The average 401(k) account balance fell in the third quarter, but is still up double digits from a year ago

By Chicago 3 Min Read

New York CNN –

Given that the S&P 500 index fell 3.7% in the third quarter of this year, it’s no surprise that 401(k) account balances followed suit.

According to new analysis from Fidelity Investments, one of the largest U.S. providers, the average 401(k) balance fell 4% from the second quarter but is still up 11% from a year ago and 27% in the last ten years. of workplace pension plans.

Furthermore, savings rates remained high. Including both their own and employer contributions, 401(k) participants were saving an average of 13.9% of their income, up slightly from a year ago, Fidelity said. Baby boomers who are still in the workforce are the hardest working, with an average of 16.7%.

But the increase in withdrawals and loans suggests some financial stress

However, in the latest quarter, more people withdrew money from their 401(k) plan, indicating financial strain.

Fidelity found that 2.3% of workers agreed withdrawals due to difficulty, up from 1.8% a year ago. Top reasons cited: Avoid foreclosure or eviction; and medical expenses.

Withdrawals from your 401(k) are subject to income tax. And if they are made before age 59 1/2, they may also be subject to a 10% early withdrawal penalty, unless the money is intended to meet an immediate financial need that is considered a “hardship,” such as medical expenses or efforts to avoid losing their home.

Conversely, so-called withdrawals from service – which concern expenses not considered inconvenient and for which a person is willing to pay taxes and penalties – also increased in the third quarter to 3.2%, compared to 2.7% a year does. . They are subject to the 10% early withdrawal penalty if made before age 59½.

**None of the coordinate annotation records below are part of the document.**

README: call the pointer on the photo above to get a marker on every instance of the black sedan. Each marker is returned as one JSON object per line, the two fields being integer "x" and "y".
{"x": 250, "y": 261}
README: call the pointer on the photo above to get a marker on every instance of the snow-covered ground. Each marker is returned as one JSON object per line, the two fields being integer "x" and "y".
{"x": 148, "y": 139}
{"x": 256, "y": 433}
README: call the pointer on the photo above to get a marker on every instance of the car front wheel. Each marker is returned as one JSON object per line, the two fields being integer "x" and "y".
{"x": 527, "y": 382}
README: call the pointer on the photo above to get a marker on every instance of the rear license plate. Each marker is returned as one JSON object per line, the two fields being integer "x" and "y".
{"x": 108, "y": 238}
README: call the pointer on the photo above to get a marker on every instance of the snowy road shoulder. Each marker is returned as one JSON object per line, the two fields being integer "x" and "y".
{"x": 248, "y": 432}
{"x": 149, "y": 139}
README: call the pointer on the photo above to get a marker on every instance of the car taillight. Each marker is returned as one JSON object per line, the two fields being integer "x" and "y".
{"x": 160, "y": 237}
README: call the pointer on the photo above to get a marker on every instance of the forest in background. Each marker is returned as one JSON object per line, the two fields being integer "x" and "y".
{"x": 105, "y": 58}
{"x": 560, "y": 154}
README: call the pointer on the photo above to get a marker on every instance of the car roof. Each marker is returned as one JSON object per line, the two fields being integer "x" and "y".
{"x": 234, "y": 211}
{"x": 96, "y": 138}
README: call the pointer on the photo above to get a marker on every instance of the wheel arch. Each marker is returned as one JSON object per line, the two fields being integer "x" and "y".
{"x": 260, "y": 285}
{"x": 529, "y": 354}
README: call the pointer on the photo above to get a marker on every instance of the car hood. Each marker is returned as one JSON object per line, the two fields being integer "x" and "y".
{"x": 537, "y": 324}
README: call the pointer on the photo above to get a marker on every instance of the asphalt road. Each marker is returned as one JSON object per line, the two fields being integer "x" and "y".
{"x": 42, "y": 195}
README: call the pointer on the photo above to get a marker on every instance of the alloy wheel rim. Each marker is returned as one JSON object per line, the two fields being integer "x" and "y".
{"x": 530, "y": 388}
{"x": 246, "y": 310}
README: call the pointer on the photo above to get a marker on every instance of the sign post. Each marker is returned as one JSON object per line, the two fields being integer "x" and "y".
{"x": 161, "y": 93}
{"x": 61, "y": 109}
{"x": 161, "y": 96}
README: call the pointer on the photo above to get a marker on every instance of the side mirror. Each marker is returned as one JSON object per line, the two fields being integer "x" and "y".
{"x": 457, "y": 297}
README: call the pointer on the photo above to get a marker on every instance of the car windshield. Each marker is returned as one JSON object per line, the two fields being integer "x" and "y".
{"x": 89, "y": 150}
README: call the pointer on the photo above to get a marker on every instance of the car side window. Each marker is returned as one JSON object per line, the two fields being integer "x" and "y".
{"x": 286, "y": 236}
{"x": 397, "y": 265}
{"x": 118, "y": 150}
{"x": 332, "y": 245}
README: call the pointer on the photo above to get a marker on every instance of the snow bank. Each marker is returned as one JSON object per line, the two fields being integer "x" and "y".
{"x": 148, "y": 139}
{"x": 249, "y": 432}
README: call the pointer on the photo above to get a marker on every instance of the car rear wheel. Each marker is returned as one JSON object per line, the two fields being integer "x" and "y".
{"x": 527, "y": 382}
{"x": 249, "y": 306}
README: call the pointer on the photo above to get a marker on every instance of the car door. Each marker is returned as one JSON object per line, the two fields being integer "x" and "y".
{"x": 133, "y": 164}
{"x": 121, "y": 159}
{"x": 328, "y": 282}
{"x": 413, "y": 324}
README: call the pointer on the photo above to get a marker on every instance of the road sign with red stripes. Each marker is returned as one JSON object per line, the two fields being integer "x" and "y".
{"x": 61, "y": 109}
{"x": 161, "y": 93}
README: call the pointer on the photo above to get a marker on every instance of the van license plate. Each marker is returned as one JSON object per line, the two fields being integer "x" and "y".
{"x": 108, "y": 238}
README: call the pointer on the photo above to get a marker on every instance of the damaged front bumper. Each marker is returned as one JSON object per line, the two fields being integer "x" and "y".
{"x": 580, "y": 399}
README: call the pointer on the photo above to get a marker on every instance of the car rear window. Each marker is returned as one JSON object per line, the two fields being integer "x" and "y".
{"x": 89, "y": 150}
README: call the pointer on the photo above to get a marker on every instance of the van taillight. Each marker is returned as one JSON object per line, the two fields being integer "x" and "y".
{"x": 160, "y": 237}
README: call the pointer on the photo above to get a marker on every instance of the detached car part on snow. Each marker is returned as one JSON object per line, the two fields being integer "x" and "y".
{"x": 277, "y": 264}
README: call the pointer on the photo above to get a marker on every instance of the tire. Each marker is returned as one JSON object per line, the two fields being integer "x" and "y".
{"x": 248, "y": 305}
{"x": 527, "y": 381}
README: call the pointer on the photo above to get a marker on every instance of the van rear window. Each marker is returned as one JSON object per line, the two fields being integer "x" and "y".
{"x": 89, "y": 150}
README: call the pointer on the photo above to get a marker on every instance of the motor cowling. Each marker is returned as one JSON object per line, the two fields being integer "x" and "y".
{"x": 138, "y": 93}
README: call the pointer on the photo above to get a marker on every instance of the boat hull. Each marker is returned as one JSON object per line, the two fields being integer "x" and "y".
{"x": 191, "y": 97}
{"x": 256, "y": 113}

Meanwhile, the percentage of participants taking loans from their 401(k)s also increased in the third quarter, rising to 2.8% from 2.4% in the same quarter last year. According to Fidelity, inflation and cost-of-living pressures could explain the increase in lending. Overall, the percentage of 401(k) loans outstanding stood at 17.6% versus 17.2% in the second quarter. The historic low of outstanding loans – 16.6% – was reached in early 2022.

The loans – which in most cases cannot exceed 50% of the accrued balance or $50,000, whichever is less – typically must be repaid with interest within five years, and payments must be made at least quarterly.

Overall, Fidelity said: “The growing use of withdrawals and hardship loans highlights the need to help retirement savers build emergency savings, which Fidelity has found to be the No. 1 savings goal. 1 among employees, after retirement”.

He noted that many major employers are now working with Fidelity to add workplace emergency savings programs as benefits.